Council re-instates Small Business Grant program using ARPA funds

The mayor's gavel sits at the dais at Craig City Hall.
Cuyler Meade / Craig Press
The Bear Coal Soda Fountain was a beneficiary of the latent Craig Small Business Grant.
Cuyler Meade / Craig Press

In a passage of one of the first resolutions of 2022, the Craig city council decided Tuesday to revive the city’s small business grant program with the use of some of the city’s American Rescue Plan Act funds.

Last November, the small business grant program was discontinued, in part because of some council members’ concerns about the program’s legality. Additional concerns were raised that the $85,000 that was originally budgeted for the program could be better used in other ways.

But council voted unanimously in a tight quorum — only mayor Ryan Hess and councilmembers Sean Hovorka, Chris Nichols and Jesse Jackson were present, and all voted to pass the resolution — to re-instate the program.

However, with the inclusion of ARPA funds from the federal government, city staff members who were supporters of the program hoped that these supplemental funds could financially support it. The city applied for a Department of Local Affairs grant, but when the city did not receive that grant, it was decided that ARPA could be used to provide the same relief for small businesses.
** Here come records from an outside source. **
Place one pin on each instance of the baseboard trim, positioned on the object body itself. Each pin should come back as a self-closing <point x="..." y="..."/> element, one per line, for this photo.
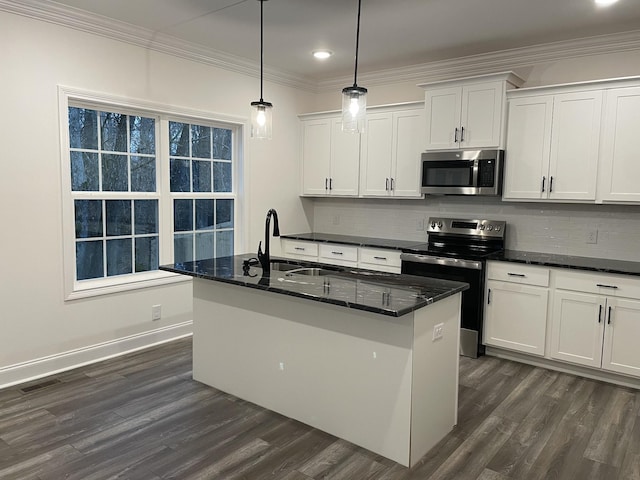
<point x="45" y="366"/>
<point x="594" y="374"/>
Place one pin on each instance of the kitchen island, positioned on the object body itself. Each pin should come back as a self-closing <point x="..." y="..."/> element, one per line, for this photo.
<point x="366" y="356"/>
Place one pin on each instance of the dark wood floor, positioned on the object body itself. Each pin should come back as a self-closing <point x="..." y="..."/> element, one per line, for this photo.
<point x="141" y="416"/>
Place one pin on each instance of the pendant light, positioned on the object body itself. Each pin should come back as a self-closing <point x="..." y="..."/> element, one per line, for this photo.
<point x="261" y="110"/>
<point x="354" y="99"/>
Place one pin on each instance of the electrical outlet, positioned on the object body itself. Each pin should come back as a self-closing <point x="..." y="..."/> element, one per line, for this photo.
<point x="437" y="331"/>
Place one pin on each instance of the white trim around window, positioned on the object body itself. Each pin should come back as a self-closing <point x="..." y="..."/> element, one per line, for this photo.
<point x="74" y="289"/>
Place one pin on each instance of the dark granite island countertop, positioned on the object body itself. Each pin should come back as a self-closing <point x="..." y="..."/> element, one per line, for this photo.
<point x="382" y="293"/>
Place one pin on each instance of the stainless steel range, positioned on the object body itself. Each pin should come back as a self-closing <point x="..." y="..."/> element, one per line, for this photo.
<point x="457" y="250"/>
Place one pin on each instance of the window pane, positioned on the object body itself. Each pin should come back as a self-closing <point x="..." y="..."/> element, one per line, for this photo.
<point x="113" y="129"/>
<point x="179" y="175"/>
<point x="204" y="214"/>
<point x="146" y="254"/>
<point x="179" y="139"/>
<point x="143" y="135"/>
<point x="89" y="261"/>
<point x="224" y="243"/>
<point x="84" y="171"/>
<point x="143" y="174"/>
<point x="83" y="128"/>
<point x="183" y="248"/>
<point x="118" y="256"/>
<point x="115" y="175"/>
<point x="200" y="141"/>
<point x="201" y="176"/>
<point x="118" y="217"/>
<point x="146" y="216"/>
<point x="204" y="245"/>
<point x="182" y="215"/>
<point x="222" y="181"/>
<point x="88" y="215"/>
<point x="224" y="213"/>
<point x="222" y="143"/>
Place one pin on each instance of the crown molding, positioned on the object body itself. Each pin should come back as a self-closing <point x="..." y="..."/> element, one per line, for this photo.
<point x="80" y="20"/>
<point x="481" y="64"/>
<point x="502" y="60"/>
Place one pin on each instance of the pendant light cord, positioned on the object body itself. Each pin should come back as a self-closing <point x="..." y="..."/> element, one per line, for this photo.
<point x="261" y="48"/>
<point x="355" y="73"/>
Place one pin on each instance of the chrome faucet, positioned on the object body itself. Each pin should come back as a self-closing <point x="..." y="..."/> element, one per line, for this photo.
<point x="264" y="258"/>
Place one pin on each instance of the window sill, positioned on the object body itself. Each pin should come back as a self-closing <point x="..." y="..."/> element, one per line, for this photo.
<point x="109" y="286"/>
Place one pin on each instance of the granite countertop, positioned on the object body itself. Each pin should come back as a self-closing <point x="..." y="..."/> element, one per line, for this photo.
<point x="569" y="261"/>
<point x="377" y="292"/>
<point x="354" y="240"/>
In addition to the $85,000 going toward continuing the small business grants, council approved that $262,791 of ARPA funds will go toward COVID-19 relief grants for businesses in Craig.

“There were a lot of businesses that were impacted (by COVID-19) last year, and it could also help with rent, storefront improvements and all that good stuff,” Scott said. “Since the small business grant program was voted to not continue by the council, we’re searching for alternate options to bring that back.”

According to the resolution, these grants “allow for loans or grants to mitigate financial hardship such as declines in revenues or impacts of periods of business closure, for example by supporting payroll and benefits costs, costs to retain employees, mortgage, rent, or utilities costs, and other operating costs; and assistance to disproportionately impacted small businesses to include the rehabilitation of commercial properties, storefront improvements & façade improvements as well as technical assistance, business incubators & grants for start-up or expansion costs for small businesses.”

ARPA was passed by Congress in March of 2021 and allowed for the distribution of funds across the nation for relief of hardships caused by the COVID-19 pandemic. Specifically, it was a $1.9 trillion coronavirus rescue package designed to facilitate the United States’s recovery. Craig will receive $2.267 million in ARPA money — $1.133 in January and the other half will be given this summer.

The small business grants included under the resolution would work the same as they did before the program was discontinued, meaning that businesses would apply for the grants and bring 50% of the cost as a match. In the past, small business grants were used for the beautification of recipients’ businesses, which included new signs, awnings or facades. In the three years that the program existed before it ended in November, 29 local businesses were the recipients of more than $250,000.